Dr. Frank Lafranchise, Neurologist and Medical Director of the SJ/C Stroke Program took part in a major clinical trial that showed two medical procedures to prevent future strokes are equally safe and effective overall. This nationwide trial of 2,502 participants, carotid endarterectomy (CEA), a surgical procedure to clear blocked blood flow and considered the gold standard prevention treatment, was compared to carotid artery stenting (CAS), a newer and less invasive procedure that involves threading a stent and expanding a small protective device in the artery to widen the blocked area and capture any dislodged plaque.

He credited the entire hospital for the award. “It’s everything from the EMS personnel through the emergency department staff through acute care and rehab,”Lafranchise said.

“It's like the pieces of a clock sitting on a table; unless the pieces are assembled and carefully calibrated, the machine doesn't work. The stroke management system we have at St. Joseph's/Candler is a well-designed and coordinated approach to stroke care. We want every patient to get optimal care based on best practice standards."

He also thanked his partners at Savannah Neurology Specialists for their commitment and hard work they put in to make the process work.

Dr. Lee H. Schwamm, M.D. of Boston serves as chair of the Get With The Guidelines National Steering Committee, and director of the TeleStroke and Acute Stroke Services at Massachusetts General Hospital in Boston.

“The full implementation of acute care and secondary prevention recommendations and guidelines is a critical step in saving the lives and improving outcomes of stroke patients,” he explained.

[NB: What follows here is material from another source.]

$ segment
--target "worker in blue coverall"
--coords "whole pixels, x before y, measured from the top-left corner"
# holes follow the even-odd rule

Get With The Guidelines–Stroke uses the “teachable moment,” the time soon after a patient has had a stroke, when they are most likely to listen to and follow their healthcare professionals’ guidance.  Studies demonstrate that patients who are taught how to manage their risk factors while still in the hospital reduce their risk of a second heart attack or stroke.

Through Get With The Guidelines–Stroke, customized patient education materials are made available at the point of discharge, based on patients’ individual risk profiles.  The take-away materials are written in an easy-to-understand format and are available in English and Spanish. In addition, the Get With The Guidelines Patient Management Tool gives healthcare providers access to up-to-date cardiovascular and stroke science at the point of care.